Op 14 februari nam de reclamesector feestelijk afscheid van Luc De Leersnyder die in zijn lange loopbaan een onuitwisbare stempel heeft gedrukt op het reilen en zeilen van de Belgische reclamegemeenschap. Na 40 jaar duwen, trekken en stoken gaat hij een nog onbekende toekomst tegemoet. In afwachting van zijn nieuwe strapatsen, leek het me het aangewezen moment om met hem een stand van zaken van het reclamevak op te maken.
Door het internet en de overdreven aandacht voor de bottom line is de waardering voor de marketingfunctie op een dieptepunt geraakt. Marketeers moeten nu op te korte termijn werken en staan onder druk van de sales. Bureaus en adverteerders moeten leren dezelfde taal te spreken. Passie is het belangrijkste selectiecriterium om een nieuwe medewerker te kiezen.
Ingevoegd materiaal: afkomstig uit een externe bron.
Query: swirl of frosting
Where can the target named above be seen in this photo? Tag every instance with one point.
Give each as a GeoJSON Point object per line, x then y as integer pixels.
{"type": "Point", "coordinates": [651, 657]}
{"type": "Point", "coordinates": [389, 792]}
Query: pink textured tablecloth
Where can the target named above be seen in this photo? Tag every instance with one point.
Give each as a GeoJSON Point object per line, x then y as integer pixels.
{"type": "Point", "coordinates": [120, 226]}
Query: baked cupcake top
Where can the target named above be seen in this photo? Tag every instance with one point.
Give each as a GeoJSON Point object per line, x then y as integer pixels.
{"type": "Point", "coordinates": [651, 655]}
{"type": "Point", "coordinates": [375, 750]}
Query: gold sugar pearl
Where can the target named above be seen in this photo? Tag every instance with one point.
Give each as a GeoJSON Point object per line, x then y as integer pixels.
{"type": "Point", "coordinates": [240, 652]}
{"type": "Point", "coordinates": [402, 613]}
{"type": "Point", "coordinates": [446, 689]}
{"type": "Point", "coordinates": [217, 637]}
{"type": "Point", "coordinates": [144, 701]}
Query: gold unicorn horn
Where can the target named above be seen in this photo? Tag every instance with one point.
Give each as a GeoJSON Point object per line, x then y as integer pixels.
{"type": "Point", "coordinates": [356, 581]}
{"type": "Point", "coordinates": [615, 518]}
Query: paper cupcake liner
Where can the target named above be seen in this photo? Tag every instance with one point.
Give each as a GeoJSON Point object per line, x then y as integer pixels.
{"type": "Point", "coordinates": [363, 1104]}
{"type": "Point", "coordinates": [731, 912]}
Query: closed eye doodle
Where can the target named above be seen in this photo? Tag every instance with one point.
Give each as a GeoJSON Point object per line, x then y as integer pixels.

De loopbaan van Luc De Leersnyder (°1946) suist als een sneltrein door het reclame-, marketing en medialandschap (zie kaderstuk). Zoals hij het zelf zei tijdens zijn afscheidsspeech: "never a dull moment". Waar we gerust "with Luc" aan kunnen toevoegen. Zo was hij het die op de cover van het allereerste nummer van PUB prijkte in 1976 toen hij bij Y&R in Brussel begon. De ondeugende glimlach en de sprankelende pretogen die hem toen markeerden, zijn na al die jaren nog even opvallend aanwezig.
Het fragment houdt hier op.